Pekar, as listener, editor and scripter, charts the teenaged soldier's progress through the military. In the process he does more than just present a Vietnam reminiscence: he shows the steps and attitude changes an ordinary guy must undergo to survive both war and life in the military. It figures that this would be the most intriguing part of the story for Pekar. Though Unsung Hero doesn't stint on depicting battle action once our hero actually gets to Southeast Asia, it's even more detailed in describing McNeill's state of mind throughout the whole experience. The book effectively conveys how both frightening and wearing war can be. Having showed how well he could dramatize his own fears and desperate wishful thoughts in Our Cancer Year, Perkar now turns his ear to a young G.I. whose only goal is to make it through his tour of duty alive.
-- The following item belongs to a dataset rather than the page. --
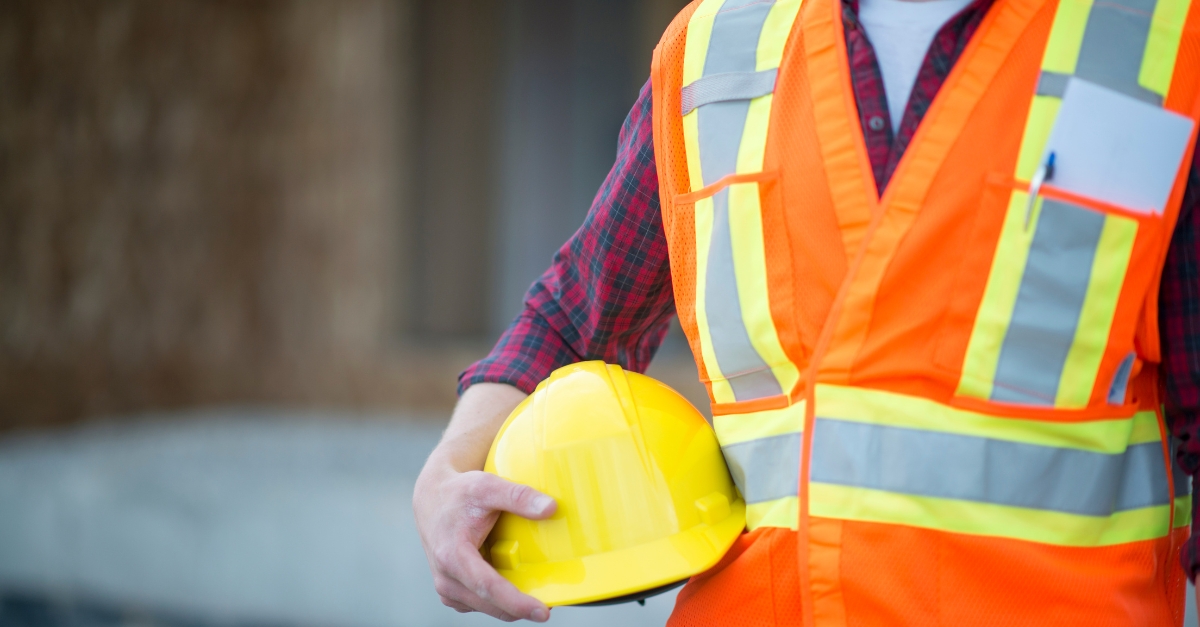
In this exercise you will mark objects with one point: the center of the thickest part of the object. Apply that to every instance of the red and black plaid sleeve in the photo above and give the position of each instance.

Thus, our reminiscing vet devotes as much time to the military's unsuccessful attempt at quashing the wearing of black armbands by black soldiers in the field and to an R-&-R in Thailand ("a black man's paradise," he's told). A strenuous night of guard duty is meticulously recreated: having been warned by a little Vietnamese girl that the Viet Cong are "coming," the nervous McNeill sees signs of V-C movement in every shadow - and we believe him. In another episode, he's given a Navy Commendation Medal for saving the other men in his squadron, though at first it's up in the air whether he'll receive any military acknowledgement for his deed since it occurs in a place where the squad is not supposed to be. That the Marine gets a Navy medal is taken by McNeill as a sign that "they really didn't want to give me a medal, but the overwhelming support of my squad made them give me something," though it's just as likely that it was a bureaucratic snafu.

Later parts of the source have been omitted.